I love teaching here for many reasons. Depending where and whom I teach, I'm a celebrity (of sorts). That's nice, as far as it goes. But even better, I can share the Gospel with people for whom such concepts as total human sin and total divine mercy may be truly novel. The best -- or, I suppose, sweetest -- part of teaching today was walking from group to group, asking each student what the older brother did, and why; what they would do, and why. To see their innocent, young faces set so intently on such serious matters -- it was as riveting as it was humbling.

At this point, I can imagine some of my non-Christian peers and coworkers would see such a lesson as a cheap means to religious ends.
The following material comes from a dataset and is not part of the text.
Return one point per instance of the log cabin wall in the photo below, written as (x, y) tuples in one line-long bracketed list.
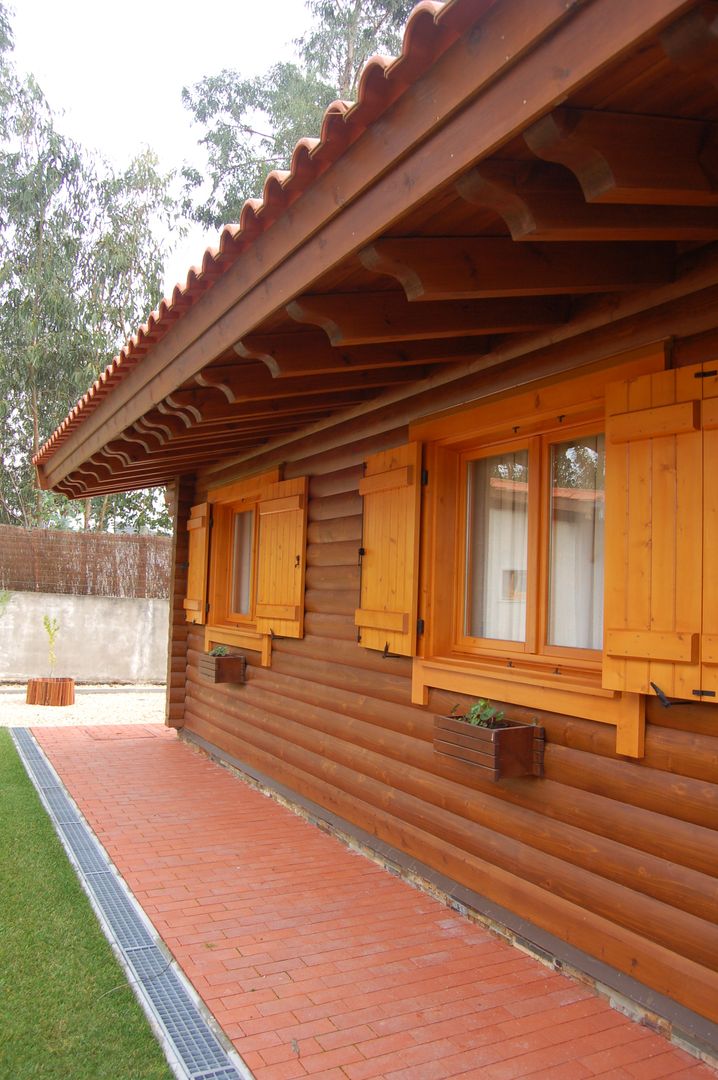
[(617, 858), (181, 500)]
But since my students inarguably heard and used English, what is the problem? This is not some slippery matter of the means justifying the ends, or vice versa. (As if declaring God's love for all people needed justification.) The means of (good) teaching are themselves the ends of teaching. Teaching is like cutting: the essence, the achieved aim, of cutting is not to reach the cutting board, nor to use only a certain kind of knife, but to cut. Cutting, from a strict philosophical perspective, does not mean a thing is cut clean through; teaching does not mean students learned. Cutting subsists in the act of cutting as totally as teaching subsists in the act of teaching. Teaching, at least in the immediate context of each lesson, does not derive its value from how or what or how much the students really and totally learn (a mysterious idea in itself, total comprehension).
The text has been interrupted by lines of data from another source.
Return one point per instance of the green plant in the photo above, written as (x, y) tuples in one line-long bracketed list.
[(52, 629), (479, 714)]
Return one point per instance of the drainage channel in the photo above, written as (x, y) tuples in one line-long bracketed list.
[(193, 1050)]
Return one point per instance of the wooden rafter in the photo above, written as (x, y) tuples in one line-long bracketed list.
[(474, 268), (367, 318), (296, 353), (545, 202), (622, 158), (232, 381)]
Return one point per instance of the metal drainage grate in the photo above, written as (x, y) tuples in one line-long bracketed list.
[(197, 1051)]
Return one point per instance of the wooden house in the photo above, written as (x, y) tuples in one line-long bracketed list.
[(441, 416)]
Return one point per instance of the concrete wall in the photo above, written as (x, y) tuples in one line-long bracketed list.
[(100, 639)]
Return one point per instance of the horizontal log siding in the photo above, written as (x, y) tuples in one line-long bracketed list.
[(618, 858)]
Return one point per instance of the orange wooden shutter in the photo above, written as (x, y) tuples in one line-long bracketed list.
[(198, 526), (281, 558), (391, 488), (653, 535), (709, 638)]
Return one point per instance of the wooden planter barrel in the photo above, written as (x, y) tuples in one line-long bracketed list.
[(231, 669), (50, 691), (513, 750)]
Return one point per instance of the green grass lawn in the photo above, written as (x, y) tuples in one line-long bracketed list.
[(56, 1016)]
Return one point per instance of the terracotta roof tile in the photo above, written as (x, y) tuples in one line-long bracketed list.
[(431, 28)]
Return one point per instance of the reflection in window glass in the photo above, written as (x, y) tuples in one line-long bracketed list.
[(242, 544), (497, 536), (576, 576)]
Teaching is valuable because it is an effort to expand people's minds and hearts. Insofar as I did that today, and aim to do that in every class, what does it matter to a fairminded, non-religious teacher what I teach? As a Christian, I have my own reasons to object to certain lesson material. But leaving aside such stale, exclusive, prudish, Christian narrowmindedness, what does it matter what I teach? If propagandizing helpless, "non-Western" -- what a baffling distinction that term is for anyone with a sense of the ceaseless biological and historical intra-permeability of the human race -- if deluding students with arcane, imperialistic dogmatism is so reprehensible, would it be better to teach them about pornography and incest and torture methods? "No, of course not," someone objects, rolling their eyes. "Don't be so melodramatic. Just teach a straightforward lesson with normal, neutral material." Pardon my big pointy white hat, but I'm afraid from here in the dunce's corner I don't know what "neutral material" means. Nothing is neutral. I mean that literally. Literally only Nothing is neutral; Everything Else, and every other thing, is decidedly partisan. Nothing can be Anything because it is not Something. Something cannot be Nothing, but only Something or Something Else. Things know exactly where they stand. A book is a book, not faceless "neutral material." A spoon is a spoon, not amorphous "neutral material." You can not, by definition, teach, think, say, write, do, or be "nothing in particular." Everything that is, is particular. Each lesson is what it is; and if the lesson cuts through a student, it succeeds. If the lesson happens to be made of the golden iron of the Gospel and also cuts, it succeeds all the more.

God, forgive us, we the familiarized.
God, forgive us, we the well aware.
God, forgive us, we the glib spiritualists.
God, forgive us, the equally glib hedonists.
God, forgive us, Your sons and daughters, inside and outside Your joyous house.